By contrast, the building societies' influence is dwindling. Every year a few more are taken over, and we are now down to 63 societies with total assets of £200bn, about half the size of Royal Bank of Scotland alone. So it is hard to argue that building societies can do much to curb banks' carnivorous instincts towards their customers. About as much, in fact, as a flea trying to stop a galloping herd ofelephants.

Building societies cloak themselves in a garb of finest mutuality, claiming moral superiority over the banks, whose first loyalty is to their shareholders rather than their customers. Building societies, whose leaders like to think of themselves as a movement, have no such conflict of interest.

They do indeed offer the public a choice. But it is difficult to tell how many building society customers buy into the mutuality argument, or even the pleasure of supporting a local David against the financial Goliaths.

Some customers will undoubtedly go out of their way to do so. But for many, a nearby building society branch is simply a convenient means of money transmission, or a home for savings. And if you think you will need a mortgage it is not a bad idea to put a few pounds behind the counter of your local society, to show willing. If the moral argument doesn't wash, the more active societies will push the practical benefits of mutuality in narrowing the margin between savings and lending interest rates, so their customers should pay less to borrow and earn more on their money. However, this confuses the differing roles of owner and customer.

Part of that better deal is really the rent or dividend investors expect as a return on their capital. It may not be much, because in most cases the risk of owning a building society is fairly low, as is the value added. But it is there.
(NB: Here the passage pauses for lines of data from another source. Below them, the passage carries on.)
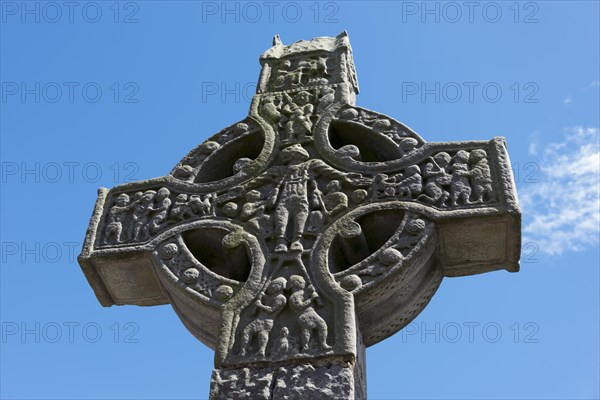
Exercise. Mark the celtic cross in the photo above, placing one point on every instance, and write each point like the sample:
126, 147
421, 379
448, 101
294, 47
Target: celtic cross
294, 239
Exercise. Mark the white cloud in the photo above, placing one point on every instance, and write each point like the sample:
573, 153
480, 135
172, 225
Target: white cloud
561, 211
534, 142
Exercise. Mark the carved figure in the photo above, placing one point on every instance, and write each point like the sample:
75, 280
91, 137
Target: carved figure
293, 198
159, 211
270, 109
480, 175
201, 206
436, 178
116, 218
298, 110
326, 97
253, 211
412, 234
261, 327
180, 208
282, 345
411, 183
460, 189
141, 214
308, 319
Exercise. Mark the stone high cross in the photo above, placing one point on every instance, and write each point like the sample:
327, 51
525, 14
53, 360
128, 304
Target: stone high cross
294, 239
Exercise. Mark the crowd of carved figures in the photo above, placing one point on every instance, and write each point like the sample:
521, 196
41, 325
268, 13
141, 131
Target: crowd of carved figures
294, 114
382, 125
443, 180
301, 301
297, 200
137, 217
292, 73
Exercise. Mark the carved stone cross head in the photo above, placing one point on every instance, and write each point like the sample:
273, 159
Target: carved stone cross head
295, 238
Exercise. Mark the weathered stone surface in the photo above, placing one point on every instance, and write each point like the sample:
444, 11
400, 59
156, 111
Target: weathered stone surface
293, 239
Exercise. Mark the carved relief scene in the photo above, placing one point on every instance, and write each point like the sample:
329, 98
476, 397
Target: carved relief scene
444, 180
292, 72
294, 113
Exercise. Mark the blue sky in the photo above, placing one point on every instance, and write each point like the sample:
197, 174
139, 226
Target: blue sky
104, 92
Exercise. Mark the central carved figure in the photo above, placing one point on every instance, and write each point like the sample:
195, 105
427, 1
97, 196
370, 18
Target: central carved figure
292, 240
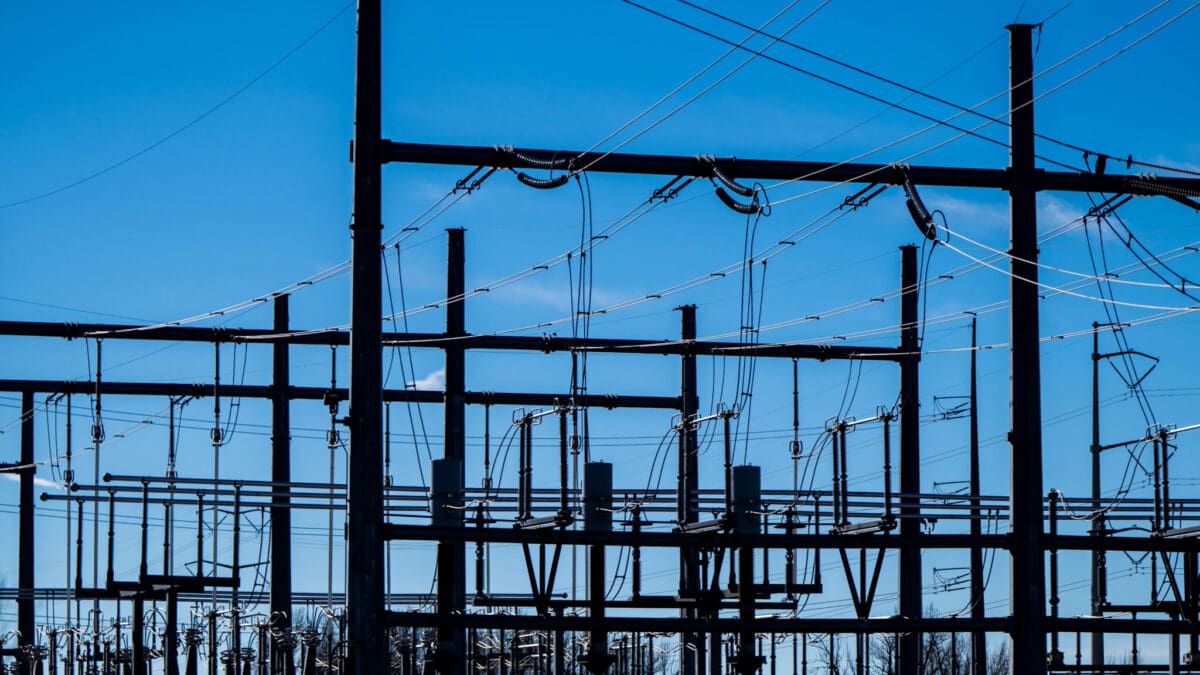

And the chance of a demutualisation windfall is normally in for nothing.

Building societies are relatively simple businesses to run, but they can provide decently cushioned homes for some moderately fat cats. A handful of societies behave like public companies, giving their members the opportunity to vote on directors' pay, but others do not, mutual or no. That is all very shabby.

But the wider question is whether building society staff are being deployed to the best advantage of the community. As with customers, some of the staff are dedicated to the mutual cause and would rather fry their eyeballs than work for a bank. But most, I guess, are less fussy and could be employed more economically by banks.

Closing the remaining building societies would put 63 head offices up for sale. Luxury mansions on the edge of provincial towns are good for prestige, but the multiple duplication of function is a huge waste.

The building society movement has fought an admirable rearguard action. It will linger on, but it is steadily becoming an expensive anachronism.

THOSE WHO should know are saying "animal spirits" are again at large in the financial undergrowth. I haven't seen any myself, but then maybe I haven't been frequenting the right bars in the City lately.

The evidence for these animal spirits is the sudden spate of transatlantic mega-bids, or at least rumours of them. Vodafone may be about to splash £20bn on AT&T Wireless, or it could be £50bn on another US mobile business, Verizon. Barclays has Providian Financial of America on its shopping list at £2bn, while Royal Bank of Scotland and HSBC are jostling one another for the right to buy the US-based GreenPoint Financial for £6bn.

The good news for investors is that the re-emergence of bid fever opens up a moneymaking area that has lain moribund since the onset of the bear market four years ago.

The game of spotting takeover targets can be among the most lucrative for those who can consistently make the right guesses.

So far, the potential acquisitions are on the US side of the Atlantic. But it can only be a matter of time before investment banks persuade clients to pursue UK bids.

The key is to avoid sectors that are already down to a few players, such as banking, unless a foreign predator turns up. Watch for companies with lower ratings than the rest of the market. And good luck.